For Esposito limping along: “Good for you.”
Getting it together, Harold goes after Frank Russo, the owner of the club then and now. Frank Russo, he feels killed his boss Vince.
In interrogation Harold reveals he has snapped out of his frozen 70s phase. And now the great reveal.
Vince really was going to merge with Carcano by marrying the sister. But Vince could not deny his true love for Harold. It wasn’t Harold Vince was ditching at the Club that night. The marrying merger was not going to happen. Vince loved Harold, his gay partner. The woman we met at Frank Russo’s house, a woman scorned and ditched murdered Vince. We did not see that one coming.
Finally, Rick suggests that they “honor the time along with the man,” thus wrapping up the case as so many 70s shows ended, with a laugh and explanation. They all go to the disco- revived club to get down and boogie. Like a scene from Saturday Night Fever, Kate and Rick take center stage.
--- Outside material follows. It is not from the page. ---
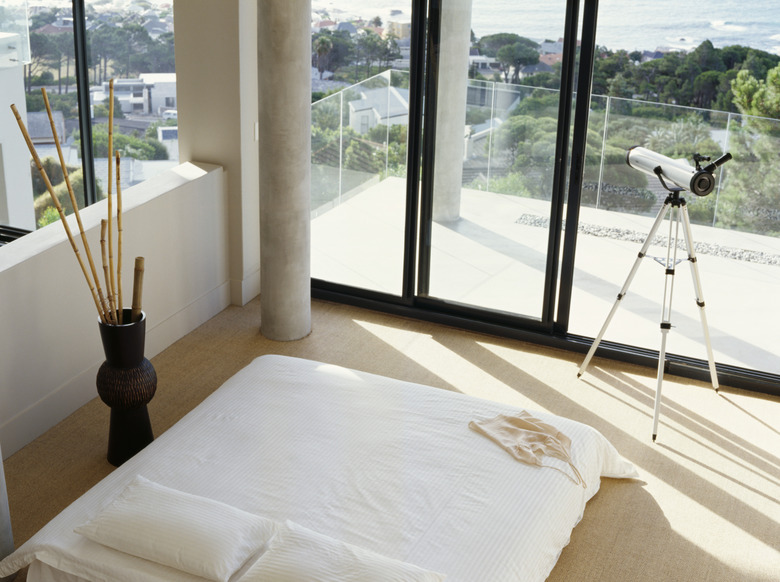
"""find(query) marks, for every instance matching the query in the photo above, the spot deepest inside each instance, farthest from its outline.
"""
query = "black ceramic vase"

Esposito is entranced with foxy Lanie, Ryan jive talks or moves to a different beat, Gates watches and busts Castle, mother Martha and Alexis groove, Captain Castle and his lady boogie… and Harold, alone, is happy at last, twirling, dancing his “Last Dance” with the memory of his friend and love Vince Bianchi. Beautiful Kate, stunning in red, teases Rick with her come on.
“I had no idea you could disco dance.”
“Oh, Castle; I’m a woman of many talents.” Rick cannot wait to discover all of her many talents. And to the max… we can dig it.